There are many evaluations of one-shotting working video games.  This evaluation is about how well the AI handles all the follow up edits, because that is a better test of understanding.  

After you dial up the context window, Qwen 3.6 is better than ChatGPT.

If you have 32 GB of RAM, you can run it.

Curious if this applies to other domains that are not as easy to test, or did the Qwen team just do a really good job fine tuning this on video games after seeing game development as a trending AI test.  Watching Gemma 4 vs Qwen 3.5 tests, it's clear the ability to one-shot anything resembling a working game is new for any model this small.

Limited testing is already suggesting the 35 billion parameter model is outperforming the 122 billion parameter model.  This is further proof that intelligence is going to be small, distributed, able to run on garbage hardware, and impossible to embargo, or monopolize.  This will not be winner take all network effects of social media.  This will not generate super normal profit for anyone but a few Nvidia/Google types who already have healthy moats and margins of physical scale, and a tech lead that doesn't depend on IP law.  Anyone still dependent on those types will at best become a hot restaurant with immediately jacked up rents that leave the proprietor at subsistence remuneration.

Ollama is probably the easiest way to run open source AI on your own computer.  Its biggest gotcha, is a default context window of 4k which effectively lobotomizes it without being obvious.  The model was "self aware" enough to answer why it was generating clearly incomplete files when asked,  but fixing persistently it in Ollama required making a new modelfile, and new model.  But once you change it, you can reliably edit, and add to an existing code base.

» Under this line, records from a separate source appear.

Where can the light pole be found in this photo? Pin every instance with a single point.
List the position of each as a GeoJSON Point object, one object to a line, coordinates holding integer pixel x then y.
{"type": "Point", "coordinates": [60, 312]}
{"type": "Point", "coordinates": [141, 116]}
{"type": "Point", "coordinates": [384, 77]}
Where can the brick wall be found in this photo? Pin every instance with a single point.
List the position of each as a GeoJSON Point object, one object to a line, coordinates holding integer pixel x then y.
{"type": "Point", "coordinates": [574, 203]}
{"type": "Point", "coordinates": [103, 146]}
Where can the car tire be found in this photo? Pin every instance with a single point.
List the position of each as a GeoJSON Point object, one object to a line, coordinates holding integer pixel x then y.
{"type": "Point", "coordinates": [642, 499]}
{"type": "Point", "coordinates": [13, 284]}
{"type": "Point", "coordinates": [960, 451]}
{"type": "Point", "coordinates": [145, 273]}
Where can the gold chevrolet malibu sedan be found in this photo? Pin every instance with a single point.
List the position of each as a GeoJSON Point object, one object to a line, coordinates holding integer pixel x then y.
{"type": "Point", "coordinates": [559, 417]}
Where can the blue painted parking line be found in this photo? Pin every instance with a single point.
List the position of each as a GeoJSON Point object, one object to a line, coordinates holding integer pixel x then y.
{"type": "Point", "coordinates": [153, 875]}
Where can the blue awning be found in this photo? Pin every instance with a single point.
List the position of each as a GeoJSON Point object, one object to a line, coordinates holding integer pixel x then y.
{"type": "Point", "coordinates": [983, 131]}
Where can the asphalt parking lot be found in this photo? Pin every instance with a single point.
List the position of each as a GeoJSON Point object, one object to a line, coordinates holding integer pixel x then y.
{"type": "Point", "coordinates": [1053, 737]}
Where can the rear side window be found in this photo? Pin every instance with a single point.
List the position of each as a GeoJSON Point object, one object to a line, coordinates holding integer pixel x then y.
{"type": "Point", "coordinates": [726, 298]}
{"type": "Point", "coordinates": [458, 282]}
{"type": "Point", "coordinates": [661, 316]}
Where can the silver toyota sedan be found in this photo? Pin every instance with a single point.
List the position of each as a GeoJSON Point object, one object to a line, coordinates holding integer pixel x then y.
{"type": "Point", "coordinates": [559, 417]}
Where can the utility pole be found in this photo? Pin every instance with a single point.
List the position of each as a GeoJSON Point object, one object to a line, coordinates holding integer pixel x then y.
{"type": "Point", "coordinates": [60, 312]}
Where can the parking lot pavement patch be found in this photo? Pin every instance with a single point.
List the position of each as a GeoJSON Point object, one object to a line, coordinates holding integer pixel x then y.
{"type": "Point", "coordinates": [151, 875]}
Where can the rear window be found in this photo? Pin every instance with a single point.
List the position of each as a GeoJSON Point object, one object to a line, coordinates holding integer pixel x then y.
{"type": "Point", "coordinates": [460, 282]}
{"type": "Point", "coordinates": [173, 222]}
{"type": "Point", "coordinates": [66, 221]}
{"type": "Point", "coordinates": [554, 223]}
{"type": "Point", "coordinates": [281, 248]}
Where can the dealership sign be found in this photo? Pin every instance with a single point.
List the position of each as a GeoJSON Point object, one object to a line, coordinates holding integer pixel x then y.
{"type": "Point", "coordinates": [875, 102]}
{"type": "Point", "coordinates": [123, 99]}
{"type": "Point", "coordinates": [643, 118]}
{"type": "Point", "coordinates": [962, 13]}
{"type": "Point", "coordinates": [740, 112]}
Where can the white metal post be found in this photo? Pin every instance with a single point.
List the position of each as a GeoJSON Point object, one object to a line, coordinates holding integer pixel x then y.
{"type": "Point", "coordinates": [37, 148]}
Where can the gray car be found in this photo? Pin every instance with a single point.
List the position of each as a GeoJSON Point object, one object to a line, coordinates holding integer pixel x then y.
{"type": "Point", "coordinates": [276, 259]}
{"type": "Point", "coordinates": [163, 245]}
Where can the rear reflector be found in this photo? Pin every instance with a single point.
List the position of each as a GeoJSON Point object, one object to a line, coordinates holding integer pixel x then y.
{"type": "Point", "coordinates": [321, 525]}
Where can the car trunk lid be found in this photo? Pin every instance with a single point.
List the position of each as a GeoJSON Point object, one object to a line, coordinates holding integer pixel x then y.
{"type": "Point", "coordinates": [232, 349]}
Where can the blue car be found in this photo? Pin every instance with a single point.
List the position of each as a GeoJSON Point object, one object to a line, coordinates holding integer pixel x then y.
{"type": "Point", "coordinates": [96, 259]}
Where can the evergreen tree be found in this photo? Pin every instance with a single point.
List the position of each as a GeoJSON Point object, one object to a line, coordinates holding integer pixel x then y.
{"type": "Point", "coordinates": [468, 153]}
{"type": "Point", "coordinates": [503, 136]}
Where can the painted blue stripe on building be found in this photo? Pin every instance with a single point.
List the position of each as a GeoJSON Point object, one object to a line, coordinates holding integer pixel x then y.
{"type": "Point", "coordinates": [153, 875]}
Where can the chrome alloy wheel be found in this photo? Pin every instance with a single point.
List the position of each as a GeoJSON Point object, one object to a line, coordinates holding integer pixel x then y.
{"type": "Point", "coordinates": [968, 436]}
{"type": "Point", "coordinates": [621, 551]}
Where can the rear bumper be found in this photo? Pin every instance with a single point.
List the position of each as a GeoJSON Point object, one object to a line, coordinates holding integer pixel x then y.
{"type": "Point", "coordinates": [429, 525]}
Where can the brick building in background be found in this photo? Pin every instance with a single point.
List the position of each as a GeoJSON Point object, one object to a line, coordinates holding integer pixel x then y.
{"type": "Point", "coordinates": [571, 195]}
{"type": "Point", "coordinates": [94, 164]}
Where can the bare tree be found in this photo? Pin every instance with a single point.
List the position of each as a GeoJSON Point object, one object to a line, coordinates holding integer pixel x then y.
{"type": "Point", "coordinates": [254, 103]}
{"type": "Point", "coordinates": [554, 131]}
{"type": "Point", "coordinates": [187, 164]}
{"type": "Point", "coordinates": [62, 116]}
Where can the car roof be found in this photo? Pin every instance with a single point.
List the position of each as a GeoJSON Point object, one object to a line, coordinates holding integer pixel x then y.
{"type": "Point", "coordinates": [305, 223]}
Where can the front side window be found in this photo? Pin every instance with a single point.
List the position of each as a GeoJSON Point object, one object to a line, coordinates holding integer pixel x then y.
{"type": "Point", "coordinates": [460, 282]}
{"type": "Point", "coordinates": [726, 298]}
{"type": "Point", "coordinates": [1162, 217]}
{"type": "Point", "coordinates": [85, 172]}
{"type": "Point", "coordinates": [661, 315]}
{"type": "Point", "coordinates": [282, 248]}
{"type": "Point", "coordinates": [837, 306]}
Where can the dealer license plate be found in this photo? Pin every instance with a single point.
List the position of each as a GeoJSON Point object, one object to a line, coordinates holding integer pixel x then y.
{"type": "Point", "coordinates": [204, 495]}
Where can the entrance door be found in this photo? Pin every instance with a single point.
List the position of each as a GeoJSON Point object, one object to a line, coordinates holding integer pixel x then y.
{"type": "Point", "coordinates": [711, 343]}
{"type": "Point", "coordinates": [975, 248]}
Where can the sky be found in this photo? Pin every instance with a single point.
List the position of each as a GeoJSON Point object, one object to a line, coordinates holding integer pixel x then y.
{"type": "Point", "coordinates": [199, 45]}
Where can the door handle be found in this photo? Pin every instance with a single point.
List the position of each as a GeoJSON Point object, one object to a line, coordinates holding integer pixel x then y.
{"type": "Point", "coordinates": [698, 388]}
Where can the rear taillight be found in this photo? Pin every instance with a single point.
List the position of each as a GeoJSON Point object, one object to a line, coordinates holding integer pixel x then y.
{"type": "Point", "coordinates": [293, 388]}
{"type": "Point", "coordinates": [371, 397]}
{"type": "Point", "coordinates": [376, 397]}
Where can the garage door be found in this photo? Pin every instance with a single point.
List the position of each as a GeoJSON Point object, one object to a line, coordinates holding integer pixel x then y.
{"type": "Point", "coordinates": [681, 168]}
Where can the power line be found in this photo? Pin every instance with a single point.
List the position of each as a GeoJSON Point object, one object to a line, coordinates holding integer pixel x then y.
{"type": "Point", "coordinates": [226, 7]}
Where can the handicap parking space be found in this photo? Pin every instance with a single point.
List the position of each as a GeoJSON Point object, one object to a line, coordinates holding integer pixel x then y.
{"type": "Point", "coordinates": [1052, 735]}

The main performance hit appears to show up in response times almost doubling every turn, as the entire conversation gets reprocessed every turn.  For an example like this, continually editing 500-1000 lines of code, version 1 takes an hour to finish, version 5 takes six hours to finish.  It looks like you're often better off starting a new conversation for each feature request, or bug fix, certainly in response time, possibly on response quality as well.

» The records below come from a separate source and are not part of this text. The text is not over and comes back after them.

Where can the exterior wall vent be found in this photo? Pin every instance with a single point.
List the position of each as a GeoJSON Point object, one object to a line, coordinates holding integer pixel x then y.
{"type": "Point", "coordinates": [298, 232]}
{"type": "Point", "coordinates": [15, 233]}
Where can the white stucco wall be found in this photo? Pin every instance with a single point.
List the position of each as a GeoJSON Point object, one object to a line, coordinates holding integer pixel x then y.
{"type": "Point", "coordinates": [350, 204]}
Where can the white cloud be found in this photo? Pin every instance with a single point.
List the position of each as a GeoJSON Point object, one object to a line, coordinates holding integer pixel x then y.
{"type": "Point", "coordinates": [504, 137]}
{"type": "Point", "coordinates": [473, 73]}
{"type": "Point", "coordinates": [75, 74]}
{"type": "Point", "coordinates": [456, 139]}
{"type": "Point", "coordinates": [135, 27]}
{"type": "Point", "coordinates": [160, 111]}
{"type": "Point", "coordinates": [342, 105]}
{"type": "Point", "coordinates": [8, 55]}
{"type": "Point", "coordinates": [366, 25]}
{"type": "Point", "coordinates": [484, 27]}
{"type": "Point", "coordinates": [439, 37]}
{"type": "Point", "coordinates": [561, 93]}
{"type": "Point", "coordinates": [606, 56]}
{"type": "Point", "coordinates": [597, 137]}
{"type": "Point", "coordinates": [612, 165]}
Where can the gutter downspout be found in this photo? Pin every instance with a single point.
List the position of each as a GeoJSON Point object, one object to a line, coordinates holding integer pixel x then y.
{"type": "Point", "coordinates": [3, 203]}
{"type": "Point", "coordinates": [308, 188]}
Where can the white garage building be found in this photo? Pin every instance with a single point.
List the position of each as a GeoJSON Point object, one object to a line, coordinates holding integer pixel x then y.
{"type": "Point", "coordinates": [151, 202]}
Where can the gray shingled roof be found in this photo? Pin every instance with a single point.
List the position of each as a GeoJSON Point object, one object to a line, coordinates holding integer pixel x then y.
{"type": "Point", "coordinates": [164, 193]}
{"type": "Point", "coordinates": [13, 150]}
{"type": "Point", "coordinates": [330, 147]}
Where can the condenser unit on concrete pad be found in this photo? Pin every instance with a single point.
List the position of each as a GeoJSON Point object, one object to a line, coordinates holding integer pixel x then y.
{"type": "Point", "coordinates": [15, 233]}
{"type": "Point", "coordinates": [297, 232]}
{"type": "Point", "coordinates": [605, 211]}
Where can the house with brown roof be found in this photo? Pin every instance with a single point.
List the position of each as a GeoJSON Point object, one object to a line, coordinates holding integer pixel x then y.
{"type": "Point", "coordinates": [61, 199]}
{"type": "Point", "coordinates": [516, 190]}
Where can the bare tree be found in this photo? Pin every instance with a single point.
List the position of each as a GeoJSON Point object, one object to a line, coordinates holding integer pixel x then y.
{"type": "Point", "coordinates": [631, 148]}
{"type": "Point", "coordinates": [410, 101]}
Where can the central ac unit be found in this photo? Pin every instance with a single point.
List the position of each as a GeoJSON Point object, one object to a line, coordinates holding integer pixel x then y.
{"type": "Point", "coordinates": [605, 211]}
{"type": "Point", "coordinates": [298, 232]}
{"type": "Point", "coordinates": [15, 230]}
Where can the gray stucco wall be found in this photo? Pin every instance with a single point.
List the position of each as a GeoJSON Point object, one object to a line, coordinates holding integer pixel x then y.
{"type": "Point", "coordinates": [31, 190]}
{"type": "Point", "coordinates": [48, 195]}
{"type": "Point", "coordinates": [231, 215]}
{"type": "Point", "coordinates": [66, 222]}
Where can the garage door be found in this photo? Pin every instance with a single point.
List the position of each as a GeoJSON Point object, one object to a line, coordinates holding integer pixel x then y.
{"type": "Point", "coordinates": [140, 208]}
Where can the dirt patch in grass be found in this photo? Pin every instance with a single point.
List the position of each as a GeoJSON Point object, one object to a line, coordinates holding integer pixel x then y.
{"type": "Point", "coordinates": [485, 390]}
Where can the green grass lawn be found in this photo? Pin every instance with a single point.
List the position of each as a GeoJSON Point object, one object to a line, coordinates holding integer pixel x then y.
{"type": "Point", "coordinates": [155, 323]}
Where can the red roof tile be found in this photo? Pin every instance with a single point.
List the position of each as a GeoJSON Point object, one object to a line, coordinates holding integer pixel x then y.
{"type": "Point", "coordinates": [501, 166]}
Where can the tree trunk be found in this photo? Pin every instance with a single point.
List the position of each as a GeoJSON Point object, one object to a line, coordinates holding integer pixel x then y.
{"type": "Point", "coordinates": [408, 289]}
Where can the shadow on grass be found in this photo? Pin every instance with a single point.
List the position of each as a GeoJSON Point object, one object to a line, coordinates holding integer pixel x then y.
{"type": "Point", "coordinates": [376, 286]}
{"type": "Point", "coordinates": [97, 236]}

Racer game made entirely with Qwen.  Started with 3.5 122b, until turn five failed to fix a restart button requiring "loop();" at the end of the restart function.  Fixed with 3.6 35b, along with a few suggestions, and a difficult level 3.  3.6 turn one was a copy paste request to fix the RACE AGAIN button.  It generated a working snippet to show where to place loop.  Turn two was telling it the fix worked, and asking for "any other suggestions" to which it gave a few, including a pause system with P, a screen shake on crash, persistent high scores, mobile touch controls, and some non obvious code cleanups in snippet form.  I was unable to paste its snippets into the existing code, get anything to work, so I told it that on turn three, and asked for a complete .html which it generated, while shrinking lines of code from 608 to 574, and growing to file size from 18.9 to 19.9 kB.  Turn four asked for a Level 3.

Context Window is a control knob ChatGPT, Grok, Gemini, and Claude use to turn up, and down compute resources.  The details are a bit of a mystery, but it is becoming common knowledge that all the hosted models use some equivalent of rolling brownouts that feel like rolling lobotomies to manage peak demand.  At the free tier level, ChatGPT, and Gemini are unable to coherently edit a bare minimum game framework.  Asking for one thing, loses another, or sometimes several.  Forward progress in a coherent environment is impossible.  ChatGPT burns tokens talking up "visual enhancements" that transform squares into rectangles.  Grok appeared capable, consistent, and coherent for fourteen turns, and hit a wall of not being able to fix a win screen after seemingly infinite attempts.  Starting a new Grok conversation with the most recent working version, and asking for the fix did not work.  

For the time being, if I had to pick a tool to hammer out a complete working game of roughly 8 bit Nintendo Quality, it would be Qwen 3.6.